As Merriam-Webster’s Dictionary of English Usage says: “Our evidence from published sources shows that writers in general have no need to be told that this here and that there are something less than standard English.”
“The use of here and there for emphasis following a demonstrative adjective is a characteristic of dialectal and uneducated speech,” M-W continues. “It does not occur in writing except when such speech is being recorded, evoked, or imitated.”
We found an interesting discussion of this usage in a paper by the linguist Dorian Roehrs, published in 2010 in the Journal of Comparative Germanic Linguistics.
In the paper, “Demonstrative-Reinforcer Constructions,” Roehrs describes four different patterns in Germanic and Romance languages in which a demonstrative is accompanied by a “reinforcer” (usually an adverb equivalent to “here” or “there”).
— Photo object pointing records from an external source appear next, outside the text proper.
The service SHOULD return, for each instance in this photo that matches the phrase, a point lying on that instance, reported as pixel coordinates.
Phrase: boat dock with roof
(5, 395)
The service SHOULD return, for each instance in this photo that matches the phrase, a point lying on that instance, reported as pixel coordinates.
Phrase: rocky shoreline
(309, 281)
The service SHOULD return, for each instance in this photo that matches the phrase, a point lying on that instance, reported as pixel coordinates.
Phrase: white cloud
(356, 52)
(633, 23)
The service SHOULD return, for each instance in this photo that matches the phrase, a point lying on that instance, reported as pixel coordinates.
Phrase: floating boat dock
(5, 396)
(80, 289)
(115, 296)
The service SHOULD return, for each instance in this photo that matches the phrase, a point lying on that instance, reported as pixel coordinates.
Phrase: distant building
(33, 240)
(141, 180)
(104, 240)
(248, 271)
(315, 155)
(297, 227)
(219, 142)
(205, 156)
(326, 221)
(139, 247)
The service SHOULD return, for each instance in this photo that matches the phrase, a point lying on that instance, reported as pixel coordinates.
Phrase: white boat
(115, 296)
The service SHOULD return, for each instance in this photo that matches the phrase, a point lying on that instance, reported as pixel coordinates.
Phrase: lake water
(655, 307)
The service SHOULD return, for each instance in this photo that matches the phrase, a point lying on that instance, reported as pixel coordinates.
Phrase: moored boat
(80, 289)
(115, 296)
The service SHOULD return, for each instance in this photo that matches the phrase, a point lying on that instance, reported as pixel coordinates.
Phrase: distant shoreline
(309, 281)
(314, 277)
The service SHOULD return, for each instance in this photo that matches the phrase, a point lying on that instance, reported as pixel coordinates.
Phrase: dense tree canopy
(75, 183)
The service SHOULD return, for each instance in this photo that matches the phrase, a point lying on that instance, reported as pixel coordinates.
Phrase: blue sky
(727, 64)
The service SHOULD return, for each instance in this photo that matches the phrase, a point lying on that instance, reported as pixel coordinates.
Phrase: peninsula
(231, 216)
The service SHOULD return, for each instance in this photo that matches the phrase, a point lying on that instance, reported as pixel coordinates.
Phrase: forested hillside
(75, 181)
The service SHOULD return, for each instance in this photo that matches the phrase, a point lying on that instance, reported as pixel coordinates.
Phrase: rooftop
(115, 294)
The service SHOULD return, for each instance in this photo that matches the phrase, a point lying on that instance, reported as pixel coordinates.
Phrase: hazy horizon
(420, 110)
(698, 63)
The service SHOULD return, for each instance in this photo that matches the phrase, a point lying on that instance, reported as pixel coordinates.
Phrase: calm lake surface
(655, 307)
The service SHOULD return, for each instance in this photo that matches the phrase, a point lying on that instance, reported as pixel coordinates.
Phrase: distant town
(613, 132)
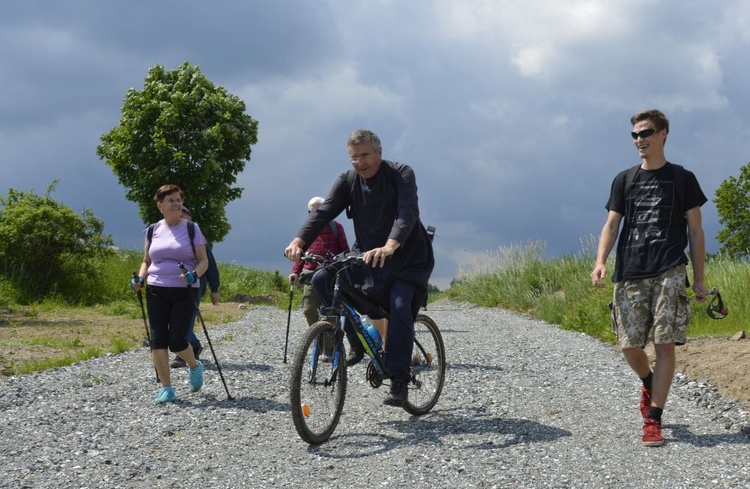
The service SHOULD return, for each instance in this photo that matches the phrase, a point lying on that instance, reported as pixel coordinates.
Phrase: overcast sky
(513, 114)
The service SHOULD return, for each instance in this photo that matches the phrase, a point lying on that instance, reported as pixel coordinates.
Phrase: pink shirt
(169, 247)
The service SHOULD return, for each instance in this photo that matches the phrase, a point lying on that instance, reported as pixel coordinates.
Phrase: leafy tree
(45, 244)
(733, 205)
(181, 129)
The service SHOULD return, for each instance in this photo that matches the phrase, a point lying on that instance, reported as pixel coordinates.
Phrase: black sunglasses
(643, 134)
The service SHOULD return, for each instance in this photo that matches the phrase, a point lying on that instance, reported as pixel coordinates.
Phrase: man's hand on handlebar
(294, 251)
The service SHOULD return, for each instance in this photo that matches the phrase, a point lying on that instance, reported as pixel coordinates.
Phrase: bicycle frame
(341, 308)
(343, 294)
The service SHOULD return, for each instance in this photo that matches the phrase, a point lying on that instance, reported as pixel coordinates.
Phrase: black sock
(648, 380)
(655, 413)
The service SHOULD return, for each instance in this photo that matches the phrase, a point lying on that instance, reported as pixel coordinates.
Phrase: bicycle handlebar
(327, 260)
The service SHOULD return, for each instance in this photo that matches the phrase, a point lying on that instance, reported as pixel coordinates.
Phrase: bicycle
(319, 376)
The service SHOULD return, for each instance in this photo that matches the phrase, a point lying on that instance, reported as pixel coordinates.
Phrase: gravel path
(524, 405)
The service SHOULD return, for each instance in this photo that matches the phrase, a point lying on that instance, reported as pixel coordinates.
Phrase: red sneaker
(645, 402)
(652, 433)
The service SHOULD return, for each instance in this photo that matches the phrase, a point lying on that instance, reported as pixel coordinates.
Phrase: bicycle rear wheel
(318, 383)
(427, 367)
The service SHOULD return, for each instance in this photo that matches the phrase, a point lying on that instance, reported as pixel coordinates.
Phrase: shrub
(48, 249)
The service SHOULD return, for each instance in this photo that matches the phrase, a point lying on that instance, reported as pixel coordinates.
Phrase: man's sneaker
(354, 356)
(195, 380)
(398, 395)
(645, 402)
(178, 362)
(652, 433)
(166, 394)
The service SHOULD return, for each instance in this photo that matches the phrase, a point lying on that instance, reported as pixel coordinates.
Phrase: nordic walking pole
(288, 319)
(205, 332)
(145, 323)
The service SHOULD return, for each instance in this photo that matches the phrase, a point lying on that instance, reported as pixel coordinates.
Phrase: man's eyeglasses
(642, 134)
(358, 158)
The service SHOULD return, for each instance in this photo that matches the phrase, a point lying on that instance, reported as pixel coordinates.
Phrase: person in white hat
(332, 239)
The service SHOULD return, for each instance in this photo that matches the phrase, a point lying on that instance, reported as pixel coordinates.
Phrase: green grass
(559, 290)
(48, 363)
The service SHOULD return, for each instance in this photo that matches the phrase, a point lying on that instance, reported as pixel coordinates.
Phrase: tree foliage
(184, 130)
(46, 245)
(733, 205)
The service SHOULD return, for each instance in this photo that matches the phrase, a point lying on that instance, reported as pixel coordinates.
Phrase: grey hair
(364, 136)
(313, 201)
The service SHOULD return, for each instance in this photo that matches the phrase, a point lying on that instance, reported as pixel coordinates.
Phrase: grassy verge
(559, 290)
(107, 319)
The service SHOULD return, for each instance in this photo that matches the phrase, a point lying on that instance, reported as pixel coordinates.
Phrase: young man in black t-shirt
(658, 204)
As the author shows, these patterns (which vary in their word order) can be found in Yiddish, German, Pennsylvania German, Norwegian, Swedish, Danish, Icelandic, Dutch, Afrikaans, French, Italian, Spanish, and Catalan.
It would seem that in this case, English is the odd man out. But good or bad, “this here” has been part of the language since at least as far back as the 14th century, according to the Oxford English Dictionary.
The OED gives only two citations, one from around 1380 and one from 1762.
The later example, from Samuel Foote’s comedy The Orators, is a deliberate caricature, spoken by a blustering lawyer: “I should be glad to know, how my client can be try’d in this here manner.”
(A search of the play shows that the same character uses the phrases “that there manner,” “this here question,” “this here motion,” and “that there motion.”)
As the Oxford English Dictionary says within its entry for “this,” the use of the demonstrative adjective “strengthened by here immediately following” is “dial. [dialectal] or vulgar.”